Better Prep & Round Two with the Ooni Pizza Oven
I’ve always liked the following quote. My Dad didn’t make it up, but he liked to remind me of it when I was a kid:
“Good judgement comes from experience… And experience comes from bad judgement.”
Armed with my experience and bad judgement from the Mother’s Day test run, I did a bit more prep before Round 2.
I purchased an Ooni 12” Classic Pizza Peel and was given an extra infrared thermometer by my Mother-in-law. My wife also made the simple enhancement of putting the uncooked pizzas on wax paper, then cutting out the paper around the edges of the crust.
Proper Pre-Heating and Prep
My 2nd run with the Ooni Pizza Oven yet again occurred on a windy day. However this time I moved the oven to the corner of the yard under a pergola where our fire table sits. With much better protection from the wind in this corner, I experienced no issues with the flame going out.
To pre-heat the oven and my pizza stone, I turned up the gas almost to the highest level, and set my watch for 15 minutes. Using my fancy (actually not really that fancy) infrared thermometer, I verified the pizza stone was around 740 degrees (Fahrenheit) near its center.
I then turned down the gas to a much lower level than I had on my first test run. The basic goal here was to ensure a really hot stone and better-cooked dough, with a lower flame and air temperature for less burning on top.
With my peel ready and wax paper under the dough, it was time to fire things up.
Cooking and Practicing Patience
The Ooni website and instructional materials make a lot of mentions of “60 second pizza.” They say things like “Cooks stone-baked fresh 12” pizza in just 60 seconds.”
That’s not necessarily untrue. However, I had way more success cooking at a lower temperature for two-and-a-half to three minutes.

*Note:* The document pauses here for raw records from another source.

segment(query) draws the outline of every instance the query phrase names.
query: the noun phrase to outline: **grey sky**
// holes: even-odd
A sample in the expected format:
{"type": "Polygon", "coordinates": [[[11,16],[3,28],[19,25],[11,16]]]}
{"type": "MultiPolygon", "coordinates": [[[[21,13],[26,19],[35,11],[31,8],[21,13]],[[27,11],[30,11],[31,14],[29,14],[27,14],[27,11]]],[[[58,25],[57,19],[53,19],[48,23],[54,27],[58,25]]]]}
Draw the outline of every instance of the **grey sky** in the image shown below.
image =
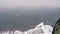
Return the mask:
{"type": "Polygon", "coordinates": [[[60,0],[0,0],[0,7],[60,7],[60,0]]]}

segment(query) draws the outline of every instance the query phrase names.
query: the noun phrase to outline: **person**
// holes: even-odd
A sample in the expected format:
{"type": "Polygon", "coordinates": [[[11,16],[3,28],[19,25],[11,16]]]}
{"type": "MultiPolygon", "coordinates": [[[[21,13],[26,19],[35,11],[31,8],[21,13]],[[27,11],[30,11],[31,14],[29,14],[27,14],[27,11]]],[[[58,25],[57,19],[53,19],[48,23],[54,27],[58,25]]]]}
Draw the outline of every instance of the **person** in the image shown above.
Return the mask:
{"type": "Polygon", "coordinates": [[[52,34],[60,34],[60,19],[56,22],[52,34]]]}

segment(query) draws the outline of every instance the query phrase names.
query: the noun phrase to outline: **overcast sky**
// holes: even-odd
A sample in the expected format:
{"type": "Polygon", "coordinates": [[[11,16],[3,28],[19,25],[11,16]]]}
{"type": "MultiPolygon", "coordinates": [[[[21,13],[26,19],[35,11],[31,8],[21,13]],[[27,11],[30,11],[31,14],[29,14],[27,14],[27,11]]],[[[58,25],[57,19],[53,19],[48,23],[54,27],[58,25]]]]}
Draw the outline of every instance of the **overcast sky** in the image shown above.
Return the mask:
{"type": "Polygon", "coordinates": [[[60,7],[60,0],[0,0],[0,7],[60,7]]]}

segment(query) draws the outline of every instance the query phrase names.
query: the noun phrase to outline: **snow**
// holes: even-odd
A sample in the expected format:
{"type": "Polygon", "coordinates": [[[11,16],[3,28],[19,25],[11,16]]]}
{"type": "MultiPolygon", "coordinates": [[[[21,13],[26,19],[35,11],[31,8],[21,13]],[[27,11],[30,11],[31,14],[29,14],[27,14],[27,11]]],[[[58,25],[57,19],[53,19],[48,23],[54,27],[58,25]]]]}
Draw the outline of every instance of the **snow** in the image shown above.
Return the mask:
{"type": "MultiPolygon", "coordinates": [[[[14,34],[52,34],[53,27],[50,25],[44,25],[43,22],[38,24],[35,28],[27,30],[27,31],[19,31],[16,30],[14,34]]],[[[9,34],[8,32],[3,32],[2,34],[9,34]]],[[[12,33],[11,33],[12,34],[12,33]]]]}

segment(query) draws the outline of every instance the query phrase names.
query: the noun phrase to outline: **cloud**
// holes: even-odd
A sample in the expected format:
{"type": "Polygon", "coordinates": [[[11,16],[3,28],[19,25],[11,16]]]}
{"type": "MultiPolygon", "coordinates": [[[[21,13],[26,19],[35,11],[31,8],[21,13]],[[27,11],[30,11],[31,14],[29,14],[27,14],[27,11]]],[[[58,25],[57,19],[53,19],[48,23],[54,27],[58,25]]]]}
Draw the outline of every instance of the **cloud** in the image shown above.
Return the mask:
{"type": "Polygon", "coordinates": [[[60,7],[59,0],[0,0],[0,7],[60,7]]]}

Having my phone out with the timer on was helpful. It helped me stay on schedule with rotating my pies every 30 seconds. The back of the oven closer to the flame is obviously hotter than the front of the oven. So rotation is key.
After a few rotations with the pizza peel, the dough usually hardens enough to pull out the wax paper underneath. In my experience, only the small edges of the paper that stuck out beyond the edges of the pizza burned.
The end result was pleasantly surprising. Fluffy warm dough cooked all the way through from center to edge. Hot melted cheese and very lightly singed toppings that were crispy but not burned.
Not Just a Fluke, More Fast & Tasty Pizza
They boys now had their pepperoni and cheese pizzas, and legitimately appeared to be enjoying them. Armed with my peel and newfound confidence, I proceeded to ready my next round.
I neglected to check the stone temperature with my infrared thermometer at this point, which will be an area of improvement for next time. I think perhaps the temperature dropped a little more than I’d wanted, as my next round of pizzas each took close to three-and-a-half minutes to properly cook.
Nonetheless, I was pleased again with the end result, with photographic evidence below:
Even taking a little extra time to pre-heat and cook the pies themselves, from set up of the oven to completion I had all four pizzas finished within about 25 minutes. Measuring success by the number of leftover pieces from everyone else’s pizzas, it was a good night. I didn’t overeat finishing other people’s scraps because there weren’t any.
Final Verdict for the Ooni Pizza Oven
Overall, I’m really happy with this purchase so far. Honestly, it’s not a product i would have normally shelled out $349 for. But I’m glad Mother’s Day was my excuse to buy it.
Financially, I don’t know if we’ll eat enough pizza to offset the cost over time, but it does save some money. If you use something like Trader Joe’s Ready to Bake Pizza Dough ($1.50 at my local store), you’re in good shape. Each dough ball made two of small pizzas pictured above for the 12″ Ooni oven.
Even after the cost of your pizza sauce, mozzarella cheese and other toppings, you’ll still save a healthy amount versus takeout or delivery each time you use your Ooni. I’m guessing if I end up using it 20+ times, it will probably pay for itself.
Despite my very limited culinary skills, by my 2nd time using the Ooni, I actually did a pretty serviceable job cooking the pizzas. Clean up is also very easy. When using wax paper especially, there’s almost no mess left on the pizza stone after each bake.